Rallyday Partners Raises $153 Million for Debut Fund
The firm offered investor-friendly terms: it took a 10% stake itself and dispensed with the typical annual management fee.
By Preeti Singh
Updated May 21, 2020 7:00 am ET
Rallyday Partners LLC, a new private-equity firm focused on lower midmarket deals, closed its debut fund slightly above the fund’s $150 million target, despite facing particularly difficult conditions for first-time fund managers.
The firm held a second and final close on Rallyday Partners Fund I LP at $153 million in a six-month fundraising process that ended in late March, said Casey Peters, co-founder and managing partner at Pacenote Capital LLC, a placement firm that marketed the fund. The fund’s first close was at $120 million in December, he added.
The debut fund received capital from seven institutional investors that included endowments, foundations, family offices and outsourced chief investment office firms, Mr. Peters said.
But Rallyday, which is based in Denver, offered some unusually investor-friendly terms. The firm itself committed 10% to the fund, said Ryan Heckman, a co-founder and managing partner, an amount far above the typical general partner contribution. An Investec survey of 289 private-equity professionals last year found such contributions averaged 2.9%.
Rallyday also opted against charging the usual management fee for the fund and instead will submit its annual operating budget for approval to the fund’s investors. Often referred to as budgeted management fees, the practice is uncommon among private-equity firms, most of which charge fees ranging from 1% to 2% of a fund’s total capital.

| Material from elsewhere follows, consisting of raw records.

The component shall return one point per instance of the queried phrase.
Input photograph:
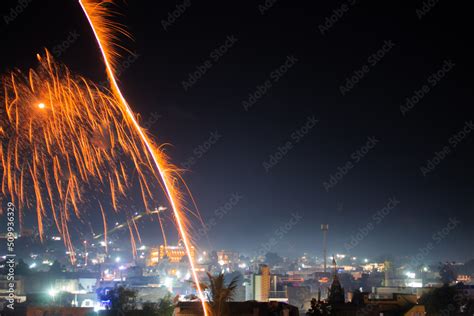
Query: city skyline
(269, 119)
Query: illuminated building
(174, 254)
(261, 284)
(227, 257)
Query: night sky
(331, 82)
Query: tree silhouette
(220, 293)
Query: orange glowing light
(104, 30)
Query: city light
(52, 292)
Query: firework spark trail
(97, 15)
(58, 133)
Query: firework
(60, 131)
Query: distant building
(261, 284)
(174, 254)
(227, 257)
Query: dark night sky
(234, 164)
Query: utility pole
(324, 229)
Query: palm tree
(220, 294)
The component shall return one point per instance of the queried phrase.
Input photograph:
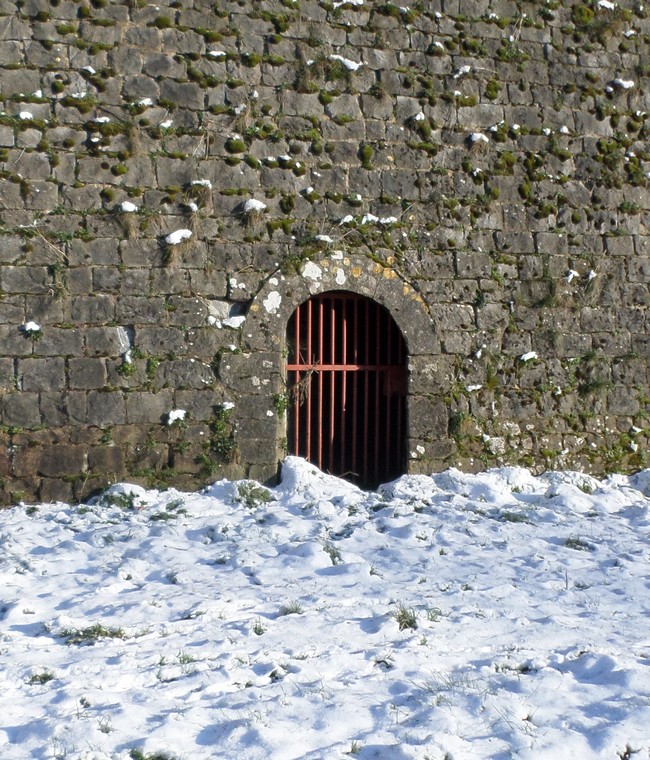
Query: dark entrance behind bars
(347, 380)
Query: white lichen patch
(272, 302)
(253, 206)
(312, 271)
(349, 65)
(175, 238)
(31, 328)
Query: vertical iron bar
(320, 385)
(344, 378)
(309, 381)
(296, 398)
(332, 466)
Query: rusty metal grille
(347, 378)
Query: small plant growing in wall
(222, 433)
(252, 211)
(174, 242)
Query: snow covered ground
(457, 616)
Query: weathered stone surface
(485, 194)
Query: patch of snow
(572, 274)
(234, 322)
(312, 271)
(349, 65)
(252, 206)
(213, 624)
(272, 302)
(175, 238)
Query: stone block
(41, 374)
(105, 408)
(25, 280)
(106, 459)
(94, 309)
(184, 95)
(184, 373)
(141, 310)
(54, 490)
(53, 408)
(86, 373)
(59, 461)
(149, 407)
(55, 341)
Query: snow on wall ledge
(480, 168)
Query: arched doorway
(347, 379)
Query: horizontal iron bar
(340, 367)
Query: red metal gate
(347, 379)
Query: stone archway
(347, 377)
(259, 370)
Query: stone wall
(479, 167)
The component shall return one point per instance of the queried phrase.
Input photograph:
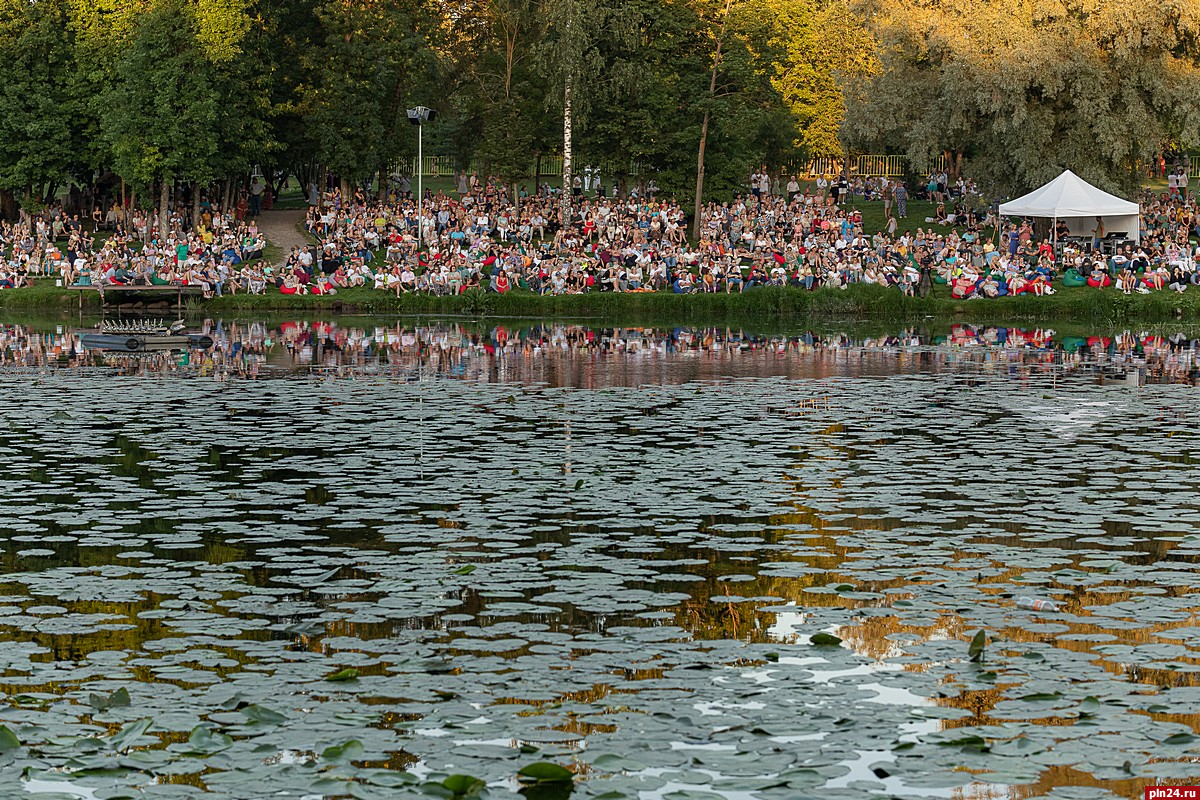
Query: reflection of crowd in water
(504, 353)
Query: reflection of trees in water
(592, 356)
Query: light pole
(418, 116)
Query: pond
(435, 559)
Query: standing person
(257, 186)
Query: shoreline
(862, 302)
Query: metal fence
(549, 166)
(865, 166)
(544, 167)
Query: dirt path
(282, 229)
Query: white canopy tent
(1078, 203)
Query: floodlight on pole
(419, 116)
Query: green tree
(39, 109)
(373, 60)
(1027, 89)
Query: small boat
(138, 336)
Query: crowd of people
(216, 250)
(598, 356)
(807, 235)
(810, 235)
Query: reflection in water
(634, 540)
(591, 358)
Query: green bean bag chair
(1073, 278)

“We want to focus on quality over quantity, and the discipline of submitting an annual budget—vs. a 2% management fee—eliminates the temptation to raise too much capital,” Mr. Heckman said.
Rallyday, co-founded by Nancy Phillips, Mark Hopkins, Travis Conway and Mr. Heckman, plans to invest the new fund in minority or majority stakes in lower midmarket North American companies across health care, education and IT services. The firm looks for investments of $5 million to $50 million in companies with $2 million to $15 million of earnings before interest, tax, depreciation and amortization, according to its website.
“In the lower midmarket, there’s just more opportunity both in terms of the [capital] supply and demand imbalance,” Mr. Heckman said.
It is a part of the market that Rallyday’s four founders, entrepreneurs themselves, know well, Mr. Heckman said. Ms. Phillips in 1999 founded ViaWest, a North American provider of hybrid IT and data center solutions and sold the company to San Francisco-based GI Partners in 2017.
Mr. Hopkins founded Peak Industries and sold it to Delphi Medical Systems in 2005, before going on to form venture-capital firm Crescendo Capital Partners, which invests in early and late-stage venture firms.
Mr. Conway was previously president and managing director of SDR Ventures, a midmarket investment bank.
Mr. Heckman, a two-time Olympian in skiing, co-founded Excellere Partners in 2006. He was also the founder of EVP EyeCare, a holding company for ICON Eyecare and several add-ons, that was acquired by the Cortec Group in December 2017, he said. He continued as chairman, president and chief executive of the eye care company until September 2018 before co-founding Rallyday.